We are doing an Oracle Database Unicode conversion from WE8ISO8859P15 single Byte characterset to AL32UTF8 is Multibyte Characterset. It seems our software vendor mixed VARCHAR2(CHAR and Byte) in the data model. After the datamodel has been moved to a Unicode Oracle database (datapump metadata only), the migration tool uses the following query to decide if it should go from varchar2 to CLOB expecting varchar2(byte).
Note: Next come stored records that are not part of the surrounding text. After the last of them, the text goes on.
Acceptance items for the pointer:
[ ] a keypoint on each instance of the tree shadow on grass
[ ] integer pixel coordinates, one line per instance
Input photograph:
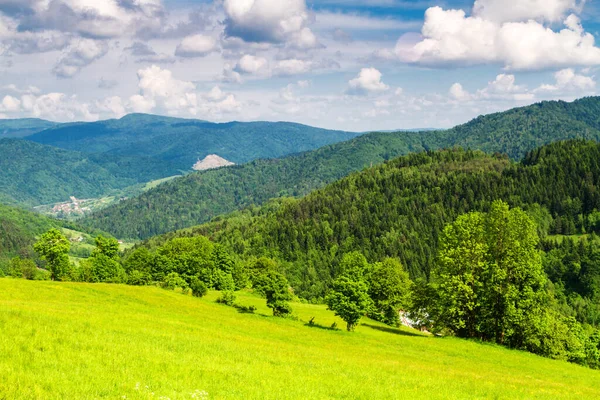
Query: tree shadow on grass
(394, 331)
(319, 326)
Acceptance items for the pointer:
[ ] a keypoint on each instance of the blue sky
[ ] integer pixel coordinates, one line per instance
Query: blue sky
(345, 64)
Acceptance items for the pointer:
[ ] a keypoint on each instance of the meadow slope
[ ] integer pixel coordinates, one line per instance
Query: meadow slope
(63, 340)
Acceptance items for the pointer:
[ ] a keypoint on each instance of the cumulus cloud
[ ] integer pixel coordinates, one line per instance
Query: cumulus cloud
(96, 19)
(53, 106)
(368, 81)
(196, 46)
(511, 33)
(78, 55)
(158, 88)
(504, 87)
(567, 80)
(252, 65)
(277, 22)
(524, 10)
(145, 53)
(160, 91)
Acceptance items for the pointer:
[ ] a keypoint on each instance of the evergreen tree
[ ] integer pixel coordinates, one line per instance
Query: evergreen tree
(54, 247)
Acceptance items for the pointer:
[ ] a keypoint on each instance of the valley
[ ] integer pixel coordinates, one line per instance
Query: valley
(232, 199)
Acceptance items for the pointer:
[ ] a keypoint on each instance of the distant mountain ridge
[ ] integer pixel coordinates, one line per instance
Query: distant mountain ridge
(18, 128)
(32, 174)
(184, 141)
(211, 161)
(198, 197)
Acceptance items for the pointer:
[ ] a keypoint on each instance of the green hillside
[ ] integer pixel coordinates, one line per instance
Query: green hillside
(398, 209)
(62, 340)
(199, 197)
(183, 141)
(19, 229)
(18, 128)
(517, 131)
(32, 174)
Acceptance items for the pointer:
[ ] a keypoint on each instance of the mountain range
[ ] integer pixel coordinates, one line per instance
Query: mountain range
(198, 197)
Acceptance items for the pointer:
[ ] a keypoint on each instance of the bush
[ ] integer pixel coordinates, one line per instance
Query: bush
(138, 278)
(174, 281)
(223, 281)
(227, 298)
(23, 268)
(199, 288)
(246, 309)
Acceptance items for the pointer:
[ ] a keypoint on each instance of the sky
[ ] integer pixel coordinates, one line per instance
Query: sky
(359, 65)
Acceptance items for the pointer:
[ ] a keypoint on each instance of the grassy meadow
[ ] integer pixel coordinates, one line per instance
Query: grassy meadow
(84, 341)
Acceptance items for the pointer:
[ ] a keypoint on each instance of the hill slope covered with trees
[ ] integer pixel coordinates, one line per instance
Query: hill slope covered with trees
(199, 197)
(183, 142)
(32, 174)
(16, 128)
(399, 209)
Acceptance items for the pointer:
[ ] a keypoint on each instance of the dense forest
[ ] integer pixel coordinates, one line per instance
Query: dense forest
(45, 174)
(18, 128)
(197, 198)
(469, 244)
(183, 141)
(398, 209)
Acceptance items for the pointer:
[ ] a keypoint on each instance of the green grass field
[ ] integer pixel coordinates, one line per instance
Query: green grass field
(83, 341)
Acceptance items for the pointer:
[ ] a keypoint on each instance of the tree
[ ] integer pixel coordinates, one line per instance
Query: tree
(389, 288)
(489, 277)
(349, 296)
(104, 261)
(349, 299)
(277, 291)
(54, 247)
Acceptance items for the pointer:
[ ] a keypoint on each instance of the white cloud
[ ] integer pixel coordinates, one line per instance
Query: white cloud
(57, 107)
(567, 80)
(293, 66)
(272, 21)
(158, 88)
(457, 92)
(252, 65)
(367, 81)
(230, 75)
(79, 55)
(160, 91)
(524, 10)
(503, 88)
(196, 46)
(452, 37)
(113, 106)
(10, 104)
(88, 18)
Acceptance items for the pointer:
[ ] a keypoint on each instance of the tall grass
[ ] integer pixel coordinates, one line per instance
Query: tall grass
(80, 341)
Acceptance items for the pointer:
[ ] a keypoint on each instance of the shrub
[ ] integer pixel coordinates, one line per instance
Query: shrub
(138, 278)
(223, 281)
(198, 287)
(246, 309)
(227, 298)
(173, 281)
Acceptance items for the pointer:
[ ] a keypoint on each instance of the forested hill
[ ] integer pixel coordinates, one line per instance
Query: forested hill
(198, 197)
(18, 230)
(15, 128)
(517, 131)
(201, 196)
(32, 174)
(398, 209)
(183, 141)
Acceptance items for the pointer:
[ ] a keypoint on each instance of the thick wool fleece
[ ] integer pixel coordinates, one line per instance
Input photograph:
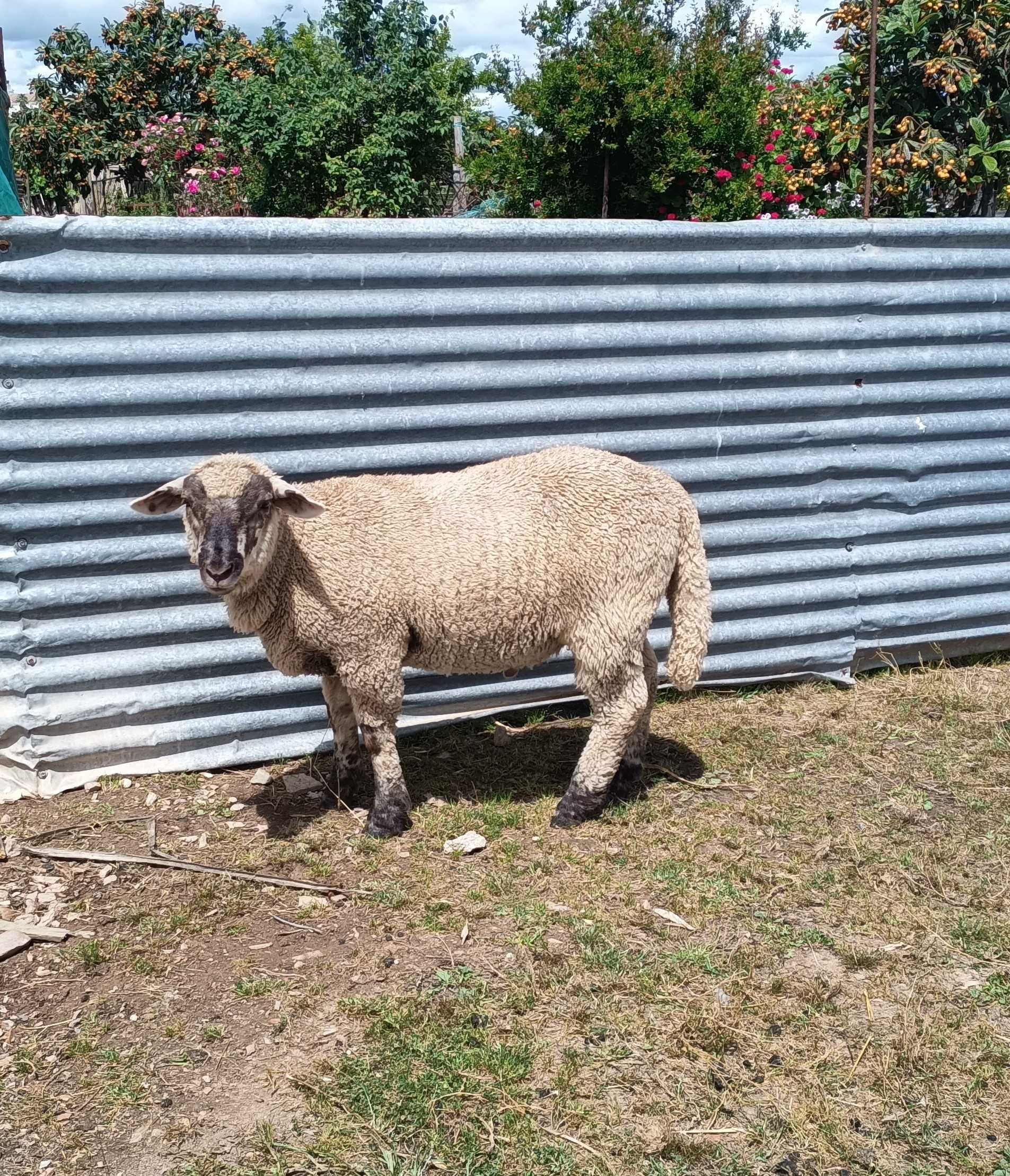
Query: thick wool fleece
(487, 570)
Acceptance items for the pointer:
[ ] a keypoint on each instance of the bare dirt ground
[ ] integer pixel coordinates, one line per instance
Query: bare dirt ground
(840, 1005)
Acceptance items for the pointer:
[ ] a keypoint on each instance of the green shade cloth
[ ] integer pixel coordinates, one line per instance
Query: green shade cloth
(10, 205)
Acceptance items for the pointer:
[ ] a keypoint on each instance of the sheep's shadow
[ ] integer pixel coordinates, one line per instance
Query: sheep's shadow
(476, 764)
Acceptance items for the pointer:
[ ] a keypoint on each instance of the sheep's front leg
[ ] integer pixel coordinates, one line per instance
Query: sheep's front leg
(345, 773)
(377, 707)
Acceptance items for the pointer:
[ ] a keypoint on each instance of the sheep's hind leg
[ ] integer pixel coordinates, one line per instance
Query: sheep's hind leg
(391, 806)
(346, 774)
(627, 782)
(619, 702)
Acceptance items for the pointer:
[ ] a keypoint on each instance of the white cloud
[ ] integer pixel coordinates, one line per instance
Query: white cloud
(477, 25)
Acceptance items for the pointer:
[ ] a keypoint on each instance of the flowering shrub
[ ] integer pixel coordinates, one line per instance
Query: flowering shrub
(194, 170)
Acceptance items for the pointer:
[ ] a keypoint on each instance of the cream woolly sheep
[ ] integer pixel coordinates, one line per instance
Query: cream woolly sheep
(483, 571)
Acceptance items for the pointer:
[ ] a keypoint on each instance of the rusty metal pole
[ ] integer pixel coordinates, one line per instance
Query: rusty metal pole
(872, 110)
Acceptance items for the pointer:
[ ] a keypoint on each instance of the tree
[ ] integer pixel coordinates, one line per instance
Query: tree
(942, 132)
(630, 112)
(97, 99)
(357, 118)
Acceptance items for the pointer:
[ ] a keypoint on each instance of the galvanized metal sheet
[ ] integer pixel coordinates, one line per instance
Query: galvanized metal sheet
(835, 395)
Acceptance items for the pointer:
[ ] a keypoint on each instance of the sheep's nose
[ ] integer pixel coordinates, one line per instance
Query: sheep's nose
(219, 571)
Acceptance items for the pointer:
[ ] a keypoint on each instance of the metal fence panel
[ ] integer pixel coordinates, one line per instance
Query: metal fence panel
(835, 395)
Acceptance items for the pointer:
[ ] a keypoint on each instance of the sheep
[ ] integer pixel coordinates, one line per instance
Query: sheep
(487, 570)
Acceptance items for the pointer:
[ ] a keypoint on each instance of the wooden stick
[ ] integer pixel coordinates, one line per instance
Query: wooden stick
(178, 863)
(859, 1059)
(34, 932)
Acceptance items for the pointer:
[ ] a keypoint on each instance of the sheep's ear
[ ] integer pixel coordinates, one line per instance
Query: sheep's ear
(164, 500)
(292, 501)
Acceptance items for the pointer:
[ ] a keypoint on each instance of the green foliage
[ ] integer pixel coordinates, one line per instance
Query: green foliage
(631, 108)
(942, 132)
(97, 99)
(357, 118)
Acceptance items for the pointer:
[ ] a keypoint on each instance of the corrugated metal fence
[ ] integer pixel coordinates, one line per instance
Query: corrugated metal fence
(835, 395)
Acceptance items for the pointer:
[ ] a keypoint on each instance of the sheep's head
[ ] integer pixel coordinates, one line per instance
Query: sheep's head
(231, 505)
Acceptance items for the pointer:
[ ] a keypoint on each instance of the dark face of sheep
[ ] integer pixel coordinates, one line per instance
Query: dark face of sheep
(225, 529)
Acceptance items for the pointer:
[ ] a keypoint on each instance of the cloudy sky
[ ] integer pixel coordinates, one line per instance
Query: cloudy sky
(476, 25)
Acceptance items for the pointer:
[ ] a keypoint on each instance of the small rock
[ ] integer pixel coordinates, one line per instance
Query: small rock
(470, 842)
(11, 942)
(308, 901)
(297, 783)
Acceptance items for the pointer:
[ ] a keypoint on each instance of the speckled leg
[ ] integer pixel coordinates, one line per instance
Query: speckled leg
(346, 773)
(377, 708)
(628, 779)
(619, 702)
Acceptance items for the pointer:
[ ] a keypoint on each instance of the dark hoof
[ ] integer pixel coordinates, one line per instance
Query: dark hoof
(388, 823)
(627, 783)
(571, 813)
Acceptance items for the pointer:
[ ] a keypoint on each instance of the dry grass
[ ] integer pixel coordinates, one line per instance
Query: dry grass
(843, 1006)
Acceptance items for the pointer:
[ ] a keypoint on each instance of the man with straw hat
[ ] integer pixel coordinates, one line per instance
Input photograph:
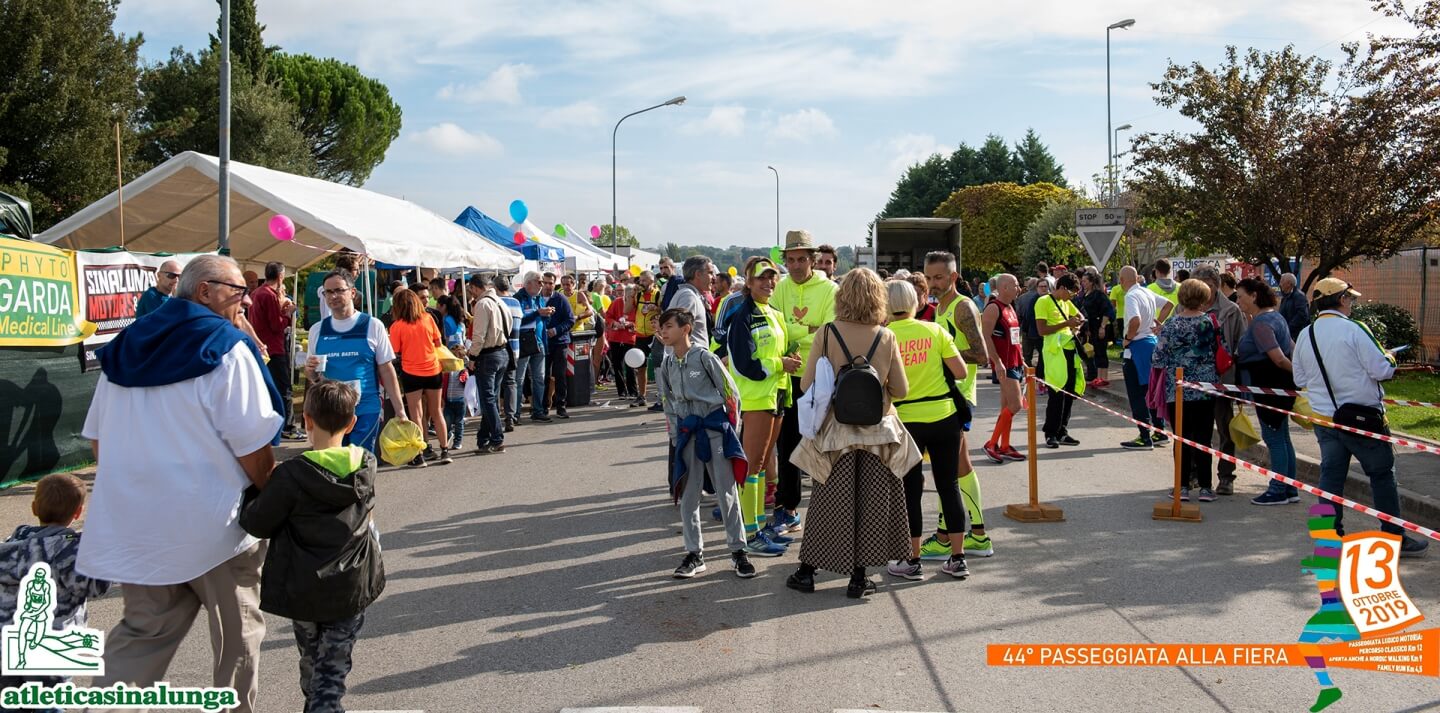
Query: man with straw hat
(805, 298)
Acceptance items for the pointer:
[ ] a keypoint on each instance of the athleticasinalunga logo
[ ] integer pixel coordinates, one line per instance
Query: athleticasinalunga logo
(30, 647)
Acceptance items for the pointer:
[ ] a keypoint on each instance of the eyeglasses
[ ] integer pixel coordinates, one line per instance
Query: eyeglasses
(239, 288)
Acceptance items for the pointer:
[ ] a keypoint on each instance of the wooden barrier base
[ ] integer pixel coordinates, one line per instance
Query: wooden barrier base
(1188, 512)
(1037, 513)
select 'ALTER TABLE '||table_name||' MODIFY '||column_name||' LONG;'||chr(13)||chr(10)||'ALTER TABLE '||table_name||' MODIFY '||column_name||' CLOB;' from user_tab_columns where (data_type='CHAR' or data_type='VARCHAR2') and data_length>2000 and table_name in (select table_name from user_tables);
The problem is that varchar2 (char) has been increased automatically by x4 by the Oracle Database reaching the limit of 4000 bytes in some cases. The datalength of 2000 seem to be odd. Is a datalength of 2000 a good limit to go to clob? The Oracle Database parameter MAX_STRING_SIZE can be used to increase the limit of 4000 bytes for varchar2 but this could have other side effects.
How should varchar2 (char) be handled extending the query above?